I shrugged and tried to keep a straight face, while my insides were churning up like the wake of a supertanker. I felt sick, faint, and wanting to die all at the same moment. “Perhaps she said something about it, but it didn’t connect at the time. Too busy with work I expect. I think I seriously need to get away for a while.”
I could hardly breathe, my throat was constricted and I knew I had to keep it together. I could see Elaine and Alison coming back, so I had to calm down. I sucked in some deep breaths, and put my ‘manage a complete and utter disaster’ look on my face.
And I had to change the subject, quickly, so I said, “Jimmy, Elaine told Alison, who told me, you were something of a guru of the cause and effects of the global economic meltdown. Now, I have a couple of friends who have been expounding this theory …”
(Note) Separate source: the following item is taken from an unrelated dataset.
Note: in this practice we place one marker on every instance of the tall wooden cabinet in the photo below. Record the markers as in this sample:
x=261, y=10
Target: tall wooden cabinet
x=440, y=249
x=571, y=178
Like flicking a switch, I launched into the well-worn practice of ‘running a distraction’, like at work when we needed to keep the customer from discovering the truth. It was one of the things I was good at, taking over a conversation and pushing it in a different direction. It was salvaging a good result from an utter disaster, and if ever there was a time that it was required, it was right here, right now.
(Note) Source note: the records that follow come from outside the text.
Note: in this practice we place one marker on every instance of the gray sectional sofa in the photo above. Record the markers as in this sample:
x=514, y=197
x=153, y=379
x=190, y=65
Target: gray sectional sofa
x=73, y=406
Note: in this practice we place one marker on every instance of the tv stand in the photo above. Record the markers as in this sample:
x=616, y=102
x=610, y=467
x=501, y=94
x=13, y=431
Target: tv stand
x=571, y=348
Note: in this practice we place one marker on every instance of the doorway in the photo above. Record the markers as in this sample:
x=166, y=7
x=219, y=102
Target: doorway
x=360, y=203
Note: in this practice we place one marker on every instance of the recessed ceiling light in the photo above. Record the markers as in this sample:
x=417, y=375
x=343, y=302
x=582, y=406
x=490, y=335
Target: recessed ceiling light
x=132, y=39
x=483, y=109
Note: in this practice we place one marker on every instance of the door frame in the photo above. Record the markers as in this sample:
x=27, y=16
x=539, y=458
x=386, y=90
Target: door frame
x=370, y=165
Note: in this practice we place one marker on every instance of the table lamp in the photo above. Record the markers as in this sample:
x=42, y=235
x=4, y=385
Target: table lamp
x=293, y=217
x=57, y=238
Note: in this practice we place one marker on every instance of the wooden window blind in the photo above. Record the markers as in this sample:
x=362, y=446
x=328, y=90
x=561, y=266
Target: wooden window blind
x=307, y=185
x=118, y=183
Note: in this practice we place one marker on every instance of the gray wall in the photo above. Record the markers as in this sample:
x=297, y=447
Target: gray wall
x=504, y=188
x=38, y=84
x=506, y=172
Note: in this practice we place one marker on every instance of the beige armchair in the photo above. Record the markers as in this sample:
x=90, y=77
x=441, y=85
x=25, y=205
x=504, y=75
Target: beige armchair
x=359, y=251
When Alison sat down and looked at me, she knew something had happened between Jimmy and I. I might have looked pale or red-faced, or angry or disappointed, it didn’t matter. If that didn’t seal the deal for her, the fact I took over the dining engagement did. She knew well enough the only time I did that was when everything was about to go to hell in a handbasket. She’d seen me in action before and had been suitably astonished.
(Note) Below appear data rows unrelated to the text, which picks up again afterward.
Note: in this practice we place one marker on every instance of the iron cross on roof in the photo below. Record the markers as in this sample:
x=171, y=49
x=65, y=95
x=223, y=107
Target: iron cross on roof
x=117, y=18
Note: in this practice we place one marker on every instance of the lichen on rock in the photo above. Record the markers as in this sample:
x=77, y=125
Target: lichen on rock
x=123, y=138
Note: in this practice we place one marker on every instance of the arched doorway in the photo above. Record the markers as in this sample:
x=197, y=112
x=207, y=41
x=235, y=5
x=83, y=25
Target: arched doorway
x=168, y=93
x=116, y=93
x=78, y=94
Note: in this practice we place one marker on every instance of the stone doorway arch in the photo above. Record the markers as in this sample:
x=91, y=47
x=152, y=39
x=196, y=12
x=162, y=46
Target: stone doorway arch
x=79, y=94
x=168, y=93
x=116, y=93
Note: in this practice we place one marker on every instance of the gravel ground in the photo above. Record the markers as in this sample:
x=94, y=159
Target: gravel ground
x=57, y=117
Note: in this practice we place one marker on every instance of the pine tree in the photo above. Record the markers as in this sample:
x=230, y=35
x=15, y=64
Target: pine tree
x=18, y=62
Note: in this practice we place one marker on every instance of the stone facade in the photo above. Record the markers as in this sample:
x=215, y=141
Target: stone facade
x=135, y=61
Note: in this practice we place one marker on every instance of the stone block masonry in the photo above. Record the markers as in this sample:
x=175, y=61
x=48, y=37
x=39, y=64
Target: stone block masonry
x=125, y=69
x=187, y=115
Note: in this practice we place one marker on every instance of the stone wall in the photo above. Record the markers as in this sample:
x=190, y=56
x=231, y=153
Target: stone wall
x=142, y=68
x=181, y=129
But I got into gear, kept the champagne flowing and steered the conversation, as much as one could from a seasoned professional like Elaine, and, I think, in Jimmy’s eyes, he saw the battle lines and knew who took the crown on points. Neither Elaine nor Jimmy suspected anything, and if the truth be told, I had improved my stocks with Elaine. She was at times both surprised and interested, even willing to take a back seat.
Alison, on the other hand, tried poking around the edges, and, once when Elaine and Jimmy had got up to have a cigarette outside, questioned me directly. I chose to ignore her, and pretend nothing had happened, instead of telling her how much I was enjoying the evening.
She had her ‘secrets’. I had mine.
At the end of the evening, when I got up to go to the bathroom, I was physically sick from the pent up tension and the implications of what Jimmy had told me. It took a while for me to pull myself together; so long, in fact, Jimmy came looking for me. I told him I’d drunk too much champagne, and he seemed satisfied with that excuse. When I returned, both Alison and Elaine noticed how pale I was but neither made any comment.
It was a sad way to end what was supposed to be a delightful evening, which to a large degree it was for the other three. But I had achieved what I set out to do, and that was to play them at their own game, watching the deception, once I knew there was a deception, as warily as a cat watches its prey.
I had also discovered Jimmy’s real calling; a professor of economics at the same University Alison was doing her law degree. It was no surprise in the end, on a night where surprises abounded, that the world could really be that small.
We parted in the early hours of the morning, a taxi whisking us back to the Lower East Side, another taking the Blaine’s back to the Upper West Side. But, in our case, as Alison reminded me, it would not be for much longer. She showed concern for my health, asked me what was wrong. It took all the courage I could muster to tell her it was most likely something I ate and the champagne, and that I would be fine in the morning.
She could see quite plainly it was anything other than what I told her, but she didn’t pursue it. Perhaps she just didn’t care what I was playing at.
And yet, after everything that had happened, once inside our ‘palace’, the events of the evening were discarded, like her clothing, and she again reminded me of what we had together in the early years before the problems had set in.
It left me confused and lost.
I couldn’t sleep because my mind had now gone down that irreversible path that told me I was losing her, that she had found someone else, and that our marriage was in its last death throes.
And now I knew it had something to do with Barclay.